My company is about to launch OMM's website, so I got some much-needed material for the site. Being able to work with such an organization is a true blessing and privilege. Seeing firsthand the love and appreciation people poured out was achingly rich. I was reminded, once again, that we here may be wealthy with material things, but love and compassion are the true possessions that matter.

Merry Christmas.


Monday, December 06, 2010

A wee bit off course.

This past Saturday, I ran a 35k trail race in Woodside. There were some positives and negatives about this experience. As I sit here typing, the fact that my legs are continuously shooting up shards of searing pain keeps me coming back to the negative, but I'll try to pull out the positives too.

Let me start off with a comparison of the course maps. This is the official course map--the trails I was supposed to be on.






Okay, stay with me here. It's a bit confusing. At least, I was confused. Top that off with low blood sugar and tired legs, and I was REALLY confused. But then again, navigation was never my strong point.

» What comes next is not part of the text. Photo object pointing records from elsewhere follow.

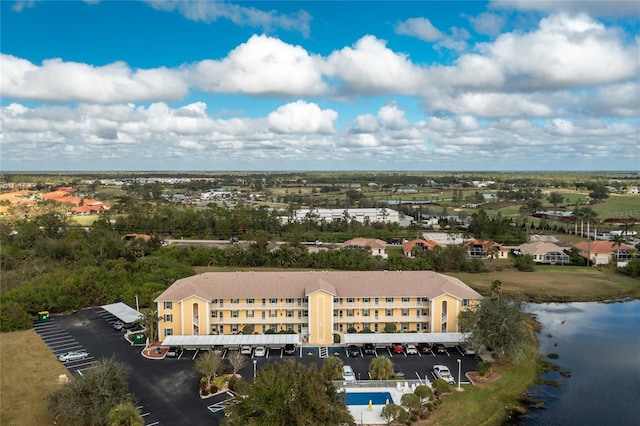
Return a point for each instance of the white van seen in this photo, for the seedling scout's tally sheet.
(347, 374)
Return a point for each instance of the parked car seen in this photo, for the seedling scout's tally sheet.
(397, 372)
(369, 349)
(353, 351)
(442, 372)
(347, 374)
(425, 348)
(439, 348)
(411, 350)
(466, 350)
(73, 356)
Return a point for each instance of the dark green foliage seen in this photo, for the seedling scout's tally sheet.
(286, 393)
(499, 323)
(88, 399)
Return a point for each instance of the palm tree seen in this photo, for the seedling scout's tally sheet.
(237, 361)
(125, 414)
(209, 364)
(381, 368)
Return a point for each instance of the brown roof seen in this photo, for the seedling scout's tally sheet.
(408, 246)
(600, 246)
(295, 284)
(366, 242)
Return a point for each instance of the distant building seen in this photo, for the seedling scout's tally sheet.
(372, 215)
(377, 247)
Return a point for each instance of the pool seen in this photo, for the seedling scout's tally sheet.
(363, 398)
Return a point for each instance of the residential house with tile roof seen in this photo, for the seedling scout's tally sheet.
(378, 247)
(545, 252)
(484, 249)
(419, 244)
(313, 304)
(603, 252)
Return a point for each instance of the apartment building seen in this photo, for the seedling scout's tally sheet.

So my course was the pink-green-pink loop. Little streamers in the trees were supposed to indicate what trail I needed to be on. So going out--easy--just follow the herd of runners. The green part was straightforward--out and back. No problems there. But THEN, this pink section again. So I, mistakenly, followed the pink streamers going back, not realizing that I was supposed to be following DIFFERENT pink streamers. I was alone by this point (well, I was following the second-placed woman, but she got lost too and took a turn heading back up the hill--we never saw each other again).

This is what I ran:


This is taken from my Garmin, post-race. If you compare it to the top map, I was a WEE-BIT off course coming back--it was apparently supposed to be some kind of loop. I'm still not sure what I did or how I ended back at the finish.

I started to get worried when I was completely on my own at mile 18--like--not even a sign of other runners. Then, I hit mile 22, which was supposed to be the end of the race, and I was still out (slightly bonking, mind you), in the middle of the forest. I tried dutifully locating those pesky pink streamers, and managed to locate the finish, but when I came in the opposite direction that other runners were finishing, I realized that I may have veered slightly off course.

The only positive to come out of tacking on an extra mile, phenomenally bonking, and running for almost 4 hours, is that I did not throw my shoes at the race directors or cry. I'm still so impressed that I held myself together.

Another little "oops" by the race directors? The course map said the elevation gain was 3000 feet. And what did Garmin have to say about that? Try 5000 feet. I am still absolutely thrashed.

HOWEVER. The trails were magnificently, and I mean magnificently beautiful. I dodged banana slugs and deer and wound through towering redwoods and a palatial canopy. The climbs and descents were endlessly long and character-testing.

I find myself actually looking forward to a road race next--I think I'm much less apt to get lost.